1. “Hears” God for you. God apparently “goes through” him/her to speak to you. (This requires a sense of superiority – from him or her and is often framed as being “more mature,” and a sense of being “less” from you.)
2. Alienates (shuns, ignores) you if you do not adhere to his/her guidance, leadership, or authority. (This is usually VERY subtle – so it is easy to deny.)
3. Suggests that rejection of his/her “higher understanding” is done so at your spiritual or even physical peril. (You will hear things like, “Be careful. You will move yourself from the covering and protection of God.”)

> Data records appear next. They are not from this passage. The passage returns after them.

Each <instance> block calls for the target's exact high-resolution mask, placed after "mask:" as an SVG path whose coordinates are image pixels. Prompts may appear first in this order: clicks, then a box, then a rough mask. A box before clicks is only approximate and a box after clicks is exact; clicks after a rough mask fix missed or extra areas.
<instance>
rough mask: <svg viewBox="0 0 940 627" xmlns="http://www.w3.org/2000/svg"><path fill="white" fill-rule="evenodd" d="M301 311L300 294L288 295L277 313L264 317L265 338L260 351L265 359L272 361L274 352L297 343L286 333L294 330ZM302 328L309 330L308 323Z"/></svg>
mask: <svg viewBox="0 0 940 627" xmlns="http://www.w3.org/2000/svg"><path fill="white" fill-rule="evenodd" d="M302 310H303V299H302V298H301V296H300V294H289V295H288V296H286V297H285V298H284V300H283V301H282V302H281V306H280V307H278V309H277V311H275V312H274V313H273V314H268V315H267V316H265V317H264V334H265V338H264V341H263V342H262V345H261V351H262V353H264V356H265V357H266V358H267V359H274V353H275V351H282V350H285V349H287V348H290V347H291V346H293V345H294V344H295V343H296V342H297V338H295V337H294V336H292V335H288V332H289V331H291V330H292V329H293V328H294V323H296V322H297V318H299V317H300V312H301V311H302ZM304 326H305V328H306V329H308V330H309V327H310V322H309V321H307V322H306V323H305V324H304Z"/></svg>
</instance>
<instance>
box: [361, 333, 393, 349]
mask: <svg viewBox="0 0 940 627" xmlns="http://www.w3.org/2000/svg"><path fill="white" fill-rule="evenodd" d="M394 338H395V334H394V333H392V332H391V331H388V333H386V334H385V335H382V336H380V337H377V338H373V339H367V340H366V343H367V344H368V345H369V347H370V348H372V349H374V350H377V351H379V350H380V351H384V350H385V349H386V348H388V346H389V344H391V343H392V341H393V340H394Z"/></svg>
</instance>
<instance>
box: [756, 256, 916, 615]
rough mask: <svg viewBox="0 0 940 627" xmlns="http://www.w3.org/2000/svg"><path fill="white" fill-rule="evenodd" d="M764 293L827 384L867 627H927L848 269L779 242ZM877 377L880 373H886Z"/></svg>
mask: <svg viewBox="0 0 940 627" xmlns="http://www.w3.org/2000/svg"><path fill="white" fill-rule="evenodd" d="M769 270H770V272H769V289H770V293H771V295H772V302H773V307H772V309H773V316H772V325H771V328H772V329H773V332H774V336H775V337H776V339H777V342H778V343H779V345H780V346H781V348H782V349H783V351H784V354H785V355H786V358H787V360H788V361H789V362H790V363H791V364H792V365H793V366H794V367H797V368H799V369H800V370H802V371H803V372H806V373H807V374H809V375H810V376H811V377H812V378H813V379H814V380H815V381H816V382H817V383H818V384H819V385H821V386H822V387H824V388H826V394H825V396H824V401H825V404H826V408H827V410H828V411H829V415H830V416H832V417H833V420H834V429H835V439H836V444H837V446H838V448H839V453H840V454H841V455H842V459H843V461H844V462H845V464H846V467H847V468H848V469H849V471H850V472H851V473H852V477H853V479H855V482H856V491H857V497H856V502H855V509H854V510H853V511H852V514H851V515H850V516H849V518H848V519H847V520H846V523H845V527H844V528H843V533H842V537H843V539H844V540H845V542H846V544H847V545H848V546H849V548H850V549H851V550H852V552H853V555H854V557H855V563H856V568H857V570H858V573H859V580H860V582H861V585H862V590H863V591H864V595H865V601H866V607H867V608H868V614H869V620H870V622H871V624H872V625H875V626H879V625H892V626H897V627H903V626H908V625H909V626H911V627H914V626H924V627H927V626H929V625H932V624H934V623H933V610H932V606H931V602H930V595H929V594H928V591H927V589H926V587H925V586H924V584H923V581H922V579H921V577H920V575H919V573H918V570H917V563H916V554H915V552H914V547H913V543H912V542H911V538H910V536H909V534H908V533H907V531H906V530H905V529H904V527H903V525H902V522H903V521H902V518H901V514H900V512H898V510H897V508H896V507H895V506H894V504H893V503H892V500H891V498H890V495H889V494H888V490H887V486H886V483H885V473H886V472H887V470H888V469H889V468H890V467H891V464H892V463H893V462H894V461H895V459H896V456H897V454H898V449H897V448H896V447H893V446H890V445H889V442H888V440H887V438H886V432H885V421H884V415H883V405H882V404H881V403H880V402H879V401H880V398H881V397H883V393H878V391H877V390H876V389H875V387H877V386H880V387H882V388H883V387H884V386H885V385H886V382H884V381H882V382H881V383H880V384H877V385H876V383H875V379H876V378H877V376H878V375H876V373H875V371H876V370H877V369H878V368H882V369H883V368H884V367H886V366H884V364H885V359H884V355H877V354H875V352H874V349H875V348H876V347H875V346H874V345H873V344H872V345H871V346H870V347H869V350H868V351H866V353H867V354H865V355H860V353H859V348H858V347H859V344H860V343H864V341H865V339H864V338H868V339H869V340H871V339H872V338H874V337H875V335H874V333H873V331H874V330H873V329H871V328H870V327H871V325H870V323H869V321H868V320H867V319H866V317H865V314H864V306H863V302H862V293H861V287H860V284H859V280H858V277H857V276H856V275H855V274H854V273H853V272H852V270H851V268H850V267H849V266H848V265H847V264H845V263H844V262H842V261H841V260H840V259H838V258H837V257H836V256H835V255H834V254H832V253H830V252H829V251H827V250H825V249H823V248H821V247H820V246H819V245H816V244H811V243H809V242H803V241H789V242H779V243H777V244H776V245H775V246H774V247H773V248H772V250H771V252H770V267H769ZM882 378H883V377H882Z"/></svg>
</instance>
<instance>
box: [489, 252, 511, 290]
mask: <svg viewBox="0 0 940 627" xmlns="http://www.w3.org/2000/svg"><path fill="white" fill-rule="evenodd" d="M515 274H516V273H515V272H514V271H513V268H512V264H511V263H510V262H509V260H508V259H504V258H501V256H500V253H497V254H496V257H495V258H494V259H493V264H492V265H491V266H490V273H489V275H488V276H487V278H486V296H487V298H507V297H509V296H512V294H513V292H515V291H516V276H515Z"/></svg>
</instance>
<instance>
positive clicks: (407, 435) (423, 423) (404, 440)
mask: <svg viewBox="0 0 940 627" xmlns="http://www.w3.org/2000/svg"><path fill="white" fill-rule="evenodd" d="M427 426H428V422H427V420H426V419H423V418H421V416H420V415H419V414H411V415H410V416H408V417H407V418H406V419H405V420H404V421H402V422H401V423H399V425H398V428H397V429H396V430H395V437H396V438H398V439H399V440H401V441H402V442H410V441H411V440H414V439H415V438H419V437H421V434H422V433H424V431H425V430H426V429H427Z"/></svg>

4. Rewards your obedience with inclusion, and punishes your questioning or resistance with withdrawal. (Compliance gets stroked, resistance gets struck!)
5. Demands “cathartic” honesty. Unless you spew out every detail of your life you must be hiding or withholding something (and that “something” will, of course, impede your spiritual development).
6. Lavishes you with praise, acceptance, and understanding when you are “good” and “pushes” you away when you are “bad.”
7. Is apparently fixated on the use of titles like reverend, pastor, elder and cannot appear to relax in the company of “ordinary” mortals. The issue is not in the use of legitimate titles (or robes or religious garb) – it is that identity seems impossible without the titles or the trappings.
8. Leaves a trail of cut-off relationships. Usually in the trail are those who refuse to bow, to submit, to stand in awe of, to be thoroughly entranced by, the will of the pastor, the leader or the friend. Always regard with suspicion or caution leaders who are cut off or alienated from members of their family, especially their parents.
9. Lives from a “for me/or against me,” “black/white,” “all/or nothing” platform of “relationships.”
10. Genuinely sees God’s Call so zealously, so fervently that any signs of resistance are seen as the expressions of The Enemy or an enemy – thus, relationships are expedient (disposable) in the light of getting on with God’s work.
The perpetrators of abuse apparently fail to see that reconciliation, and forgiveness, “space,” and room to move, and room to respectfully disagree (boundaries, morality) are all part of the glorious work of the Gospel. Freedom begins with recognition. Recognition must result in action. Stand up to those who misuse their positions of leadership. Spiritual abuse serves the welfare or neither the perpetrator nor the victim – quite apart from the disservice it does to the church.
(This post is written in honor of “J” in Honolulu – I am sorry for all you had to endure.)